Ammobium alatum, commonly known as the winged everlasting, is a species of perennial herb in the daisy family Asteraceae and is both a native and an introduced species in south-eastern Australia. It has prominently winged stems, most of its leaves at the base, and heads of yellow florets surrounding by papery, white involucral bracts.

==Description==
Ammobium alatum is a species of perennial herb, occasional an annual, that typically grows to a height of 60–100 cm with winged, woolly-hairy, usually much-branched stems. Most of its leaves are at the base of the plant and are narrow egg-shaped to narrow triangular. The basal leaves are 40–60 mm long and 10–15 mm wide on a petiole 70–100 mm long. There are a few sessile, bract-like leaves on the stems. The flowers are 10–20 mm wide with bright yellow florets that become darker with age, the corolla about 5 mm long. The florets are surrounded by papery, white involucral bracts 5–10 mm long with jagged edges. Flowering mainly occurs from November to April and the cypselas are linear, wrinkled and dark brown with an awn up to 1 mm long.

==Taxonomy and naming==
The genus Ammobium and Ammobium alatum were first described in 1824 Robert Brown in Curtis's Botanical Magazine. The name Ammobium is from the Greek words, ammos ("sand") and bios (" life"), describing the genus as growing in sand, and the specific epithet alatum is from the Latin alatus meaning "winged" in reference to its winged stems.

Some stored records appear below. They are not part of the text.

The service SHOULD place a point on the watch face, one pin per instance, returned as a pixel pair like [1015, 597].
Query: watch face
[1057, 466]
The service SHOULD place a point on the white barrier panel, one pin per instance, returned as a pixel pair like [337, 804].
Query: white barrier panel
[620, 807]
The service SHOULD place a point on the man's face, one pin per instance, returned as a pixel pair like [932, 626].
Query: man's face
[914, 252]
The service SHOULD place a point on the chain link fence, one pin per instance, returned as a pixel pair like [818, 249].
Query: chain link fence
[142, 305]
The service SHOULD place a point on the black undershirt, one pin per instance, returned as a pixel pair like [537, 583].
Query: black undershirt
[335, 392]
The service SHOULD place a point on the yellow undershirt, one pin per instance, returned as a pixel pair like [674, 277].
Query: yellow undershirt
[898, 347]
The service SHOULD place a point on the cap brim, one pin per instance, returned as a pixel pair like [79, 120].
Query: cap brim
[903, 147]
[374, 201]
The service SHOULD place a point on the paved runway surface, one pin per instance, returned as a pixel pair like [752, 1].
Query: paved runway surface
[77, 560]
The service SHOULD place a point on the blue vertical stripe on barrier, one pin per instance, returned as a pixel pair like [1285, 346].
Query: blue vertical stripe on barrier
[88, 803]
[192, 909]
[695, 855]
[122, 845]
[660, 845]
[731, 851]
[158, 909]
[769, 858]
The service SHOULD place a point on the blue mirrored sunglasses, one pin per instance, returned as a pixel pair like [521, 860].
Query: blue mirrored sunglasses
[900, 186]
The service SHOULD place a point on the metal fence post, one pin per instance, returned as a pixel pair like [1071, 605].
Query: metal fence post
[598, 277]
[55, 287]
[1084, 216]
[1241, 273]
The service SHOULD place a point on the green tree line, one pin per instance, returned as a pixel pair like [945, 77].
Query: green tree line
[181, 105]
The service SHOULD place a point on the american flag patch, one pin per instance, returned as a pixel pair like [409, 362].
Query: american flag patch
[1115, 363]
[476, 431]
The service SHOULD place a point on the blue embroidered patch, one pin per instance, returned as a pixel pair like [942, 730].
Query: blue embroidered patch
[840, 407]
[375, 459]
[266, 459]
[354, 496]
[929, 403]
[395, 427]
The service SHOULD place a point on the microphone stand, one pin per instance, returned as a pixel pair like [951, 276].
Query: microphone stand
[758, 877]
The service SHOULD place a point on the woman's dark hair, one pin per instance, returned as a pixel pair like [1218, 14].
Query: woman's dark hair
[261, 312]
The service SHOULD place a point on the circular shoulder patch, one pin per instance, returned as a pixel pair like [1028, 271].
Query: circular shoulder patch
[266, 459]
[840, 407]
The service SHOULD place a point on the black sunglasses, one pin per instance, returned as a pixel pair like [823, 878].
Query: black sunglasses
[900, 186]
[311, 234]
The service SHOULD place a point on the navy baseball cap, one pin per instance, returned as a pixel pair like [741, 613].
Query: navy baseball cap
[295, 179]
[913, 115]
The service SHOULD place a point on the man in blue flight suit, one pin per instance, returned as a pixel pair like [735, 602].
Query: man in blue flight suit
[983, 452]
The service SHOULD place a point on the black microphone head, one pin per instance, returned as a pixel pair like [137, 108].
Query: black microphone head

==Distribution and habitat==
The winged everlasting often grows in disturbed environments such as on roadsides and agricultural land, and sometimes on riverbanks where the seeds have been carried from disturbed areas. Records of this species in natural habitats are from eucalypt forests in plateau and rocky cliffs in northern New South Wales, from river banks in the upper Snowy River in Victoria, from the Northern Tablelands and North West Slopes of New South Wales and from south-east Queensland. Robert Brown found it "growing plentifully near the shores of Port Hunter (or the Coal River) in New South Wales" in 1804. The species is naturalised in South Australia, The Australian Capital Territory and Tasmania, and in places outside its natural distribution in New South Wales.